Every Experience is Valuable

Honors and Awards News
05/02/2022

FSHN student reflects on service in wake of Wallace E. Barron All-University Senior Award

Belinda Hoffman isn’t sure of many things. Though the one thing she is absolutely sure of is that she cannot envision a life in which she isn’t working in the service of others.

The fifth-year senior from West Liberty, IA has done a lot:

In honor of her efforts, Hoffman is one of several recipients of the 2022 Wallace E. Barron All-University Senior Award. The Iowa State University Alumni Association established this award in 1968 “to recognize outstanding seniors who display high character, outstanding achievement in academics and university/community activities, and promise for continuing these exemplary qualities as alumni.” The award is named for Wallace E. “Red” Barron (’28), who was the director of alumni affairs at Iowa State from 1937 to 1968. 

“Hoffman represents herself and the [Iowa State] community with tremendous character and pride while maintaining her spot in the top two percent of her senior class,” said Jeff Johnson, president and CEO of the ISU Alumni Association, at the award recognition ceremony. “Hoffman is invested in the Iowa State community. As a global thinker, Hoffman assisted the Iowa State Uganda program in agricultural development that advances food and nutrition systems. This helped infants, children, mothers, and farmers. As president of SHOP, Hoffman continues her commitment to solving issues of food security, nutrition, and health. She spreads awareness of food security and hunger problems in our world to the Iowa State community.”

While she is honored to receive the recognition and accolades in honor of her activities and pursuits, Hoffman explained that it took her some time to truly know what this award meant to her in the context of her life, as well as of past recipients.

“Listening to everybody’s story in that room, this award is just something that is a representation of hard work students have done without working towards the award,” Hoffman said. “The students recognized, and myself, weren’t working towards this award all four years. Through the process of doing what we thought was right, we’ve all been recognized for the act of committing ourselves to those bigger things than ourselves.”

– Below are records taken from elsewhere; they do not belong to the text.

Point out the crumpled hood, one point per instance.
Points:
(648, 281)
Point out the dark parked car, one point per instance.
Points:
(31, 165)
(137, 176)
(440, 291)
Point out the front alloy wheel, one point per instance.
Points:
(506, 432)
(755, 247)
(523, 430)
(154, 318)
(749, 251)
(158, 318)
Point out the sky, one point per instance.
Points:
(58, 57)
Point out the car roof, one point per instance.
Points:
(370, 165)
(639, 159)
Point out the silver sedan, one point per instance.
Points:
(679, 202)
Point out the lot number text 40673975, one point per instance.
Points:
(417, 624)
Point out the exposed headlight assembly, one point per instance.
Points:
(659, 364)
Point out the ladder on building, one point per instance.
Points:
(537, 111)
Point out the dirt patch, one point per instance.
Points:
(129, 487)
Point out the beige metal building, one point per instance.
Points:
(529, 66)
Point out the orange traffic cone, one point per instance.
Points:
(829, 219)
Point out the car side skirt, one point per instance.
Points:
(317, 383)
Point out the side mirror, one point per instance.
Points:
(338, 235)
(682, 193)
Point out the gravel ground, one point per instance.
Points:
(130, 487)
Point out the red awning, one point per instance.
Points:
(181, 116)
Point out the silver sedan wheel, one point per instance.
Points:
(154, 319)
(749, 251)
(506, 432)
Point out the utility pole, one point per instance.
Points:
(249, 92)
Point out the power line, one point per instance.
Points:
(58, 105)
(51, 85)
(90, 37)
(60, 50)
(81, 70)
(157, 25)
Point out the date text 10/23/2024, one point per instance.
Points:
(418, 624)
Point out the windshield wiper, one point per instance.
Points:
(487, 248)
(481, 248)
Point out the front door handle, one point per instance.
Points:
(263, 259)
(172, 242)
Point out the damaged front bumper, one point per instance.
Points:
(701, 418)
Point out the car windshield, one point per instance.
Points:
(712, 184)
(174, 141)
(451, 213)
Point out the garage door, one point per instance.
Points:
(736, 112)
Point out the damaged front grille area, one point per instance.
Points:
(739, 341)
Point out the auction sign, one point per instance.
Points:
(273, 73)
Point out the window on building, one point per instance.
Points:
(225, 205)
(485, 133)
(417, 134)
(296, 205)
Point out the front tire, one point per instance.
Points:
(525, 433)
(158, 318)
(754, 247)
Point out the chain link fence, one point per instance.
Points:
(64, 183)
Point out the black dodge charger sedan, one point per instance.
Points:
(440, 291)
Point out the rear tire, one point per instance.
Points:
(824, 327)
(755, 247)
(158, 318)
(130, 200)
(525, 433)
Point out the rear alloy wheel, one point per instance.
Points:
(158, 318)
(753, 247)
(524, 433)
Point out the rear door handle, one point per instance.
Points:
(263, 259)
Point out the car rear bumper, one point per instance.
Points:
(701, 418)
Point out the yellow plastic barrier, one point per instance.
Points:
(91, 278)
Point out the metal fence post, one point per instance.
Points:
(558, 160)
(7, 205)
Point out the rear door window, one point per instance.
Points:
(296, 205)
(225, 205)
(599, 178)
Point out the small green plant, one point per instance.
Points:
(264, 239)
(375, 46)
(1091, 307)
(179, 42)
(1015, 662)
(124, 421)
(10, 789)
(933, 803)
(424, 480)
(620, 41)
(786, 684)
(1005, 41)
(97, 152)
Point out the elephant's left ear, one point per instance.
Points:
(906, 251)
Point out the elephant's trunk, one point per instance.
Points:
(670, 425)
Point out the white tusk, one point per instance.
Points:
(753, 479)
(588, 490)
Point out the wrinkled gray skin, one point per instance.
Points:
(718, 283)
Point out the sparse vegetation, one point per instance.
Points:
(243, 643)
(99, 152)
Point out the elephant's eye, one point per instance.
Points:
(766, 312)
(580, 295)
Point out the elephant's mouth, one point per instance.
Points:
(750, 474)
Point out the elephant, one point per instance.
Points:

Being in the interest of service is something Hoffman admits wasn’t initially a part of her. In observing her parents and siblings, she took an affinity to their giving spirits and community-mindedness.

“It really started from a young age,” Hoffman said. “There wasn’t a pressure that I had to do those things, but by seeing it as an example, it became inherently a desire that I had and still have, and am really grateful for.”

Hoffman didn’t waste much time getting to work upon arriving to campus. Majoring in global resource systems, she already had a desire to solve problems. Hoffman expressed that the major allowed her the chance to make a difference by creating sustainable systems through integrating social, natural, and economic sciences. In the fall of her sophomore year, she decided to participate in the Iowa State University Uganda Program, part of the College of Agriculture and Life Sciences, in which Iowa State affiliates partner with citizens and institutions in Kamuli and Kampala, Uganda, and Makerere University.

While working with the area agronomist and nutrition educators on site, Hoffman was able to see first-hand the connection that both disciplines had on the impact of human life.

“It was eye-opening, and a lightbulb moment to see the role of nutrition in agriculture in community development,” Hoffman said. “I didn’t have any experience with the nutrition side of things. Where I grew up, I’m one of lucky ones that has had a healthy relationship with nutritious food and its availability. I can now see that nutritious food access is a bigger problem than what we think it might be.”

Upon her return to campus that spring, Hoffman began pursuing courses in nutritional science, ultimately leading her to choose dietetics as her second major — in addition to taking Spanish as a foreign language. As a major in dietetics, Hoffman believes she’ll have the ability to educate all individuals on their relationships with food, and how best to feed their unique bodies, no matter where they live or socio-economic background.

Despite her ambitious resume over the last five years, Hoffman isn’t exactly set on where she wants to go from here. In continuing her interest in service, Hoffman knows eventually she wants to become a Registered Dietician (RD) and be able to take her education and knowledge into the field to help individuals and their relationships and access to food.

“You’d think after completing these super impactful things I’d have a defined path I’m heading down, but I’m still deciphering,” Hoffman said. “I would like to become an RD and work with resource-poor communities — that’s one thing I know that I want to do, whether in Iowa, another state, or around the world.”

But after five years of school and service learning, Hoffman is going to take a break before venturing off to graduate school. She intends to spend some quality time with relatives and new additions to her family that she has had to put off due to schooling, trips abroad, and the COVID-19 pandemic.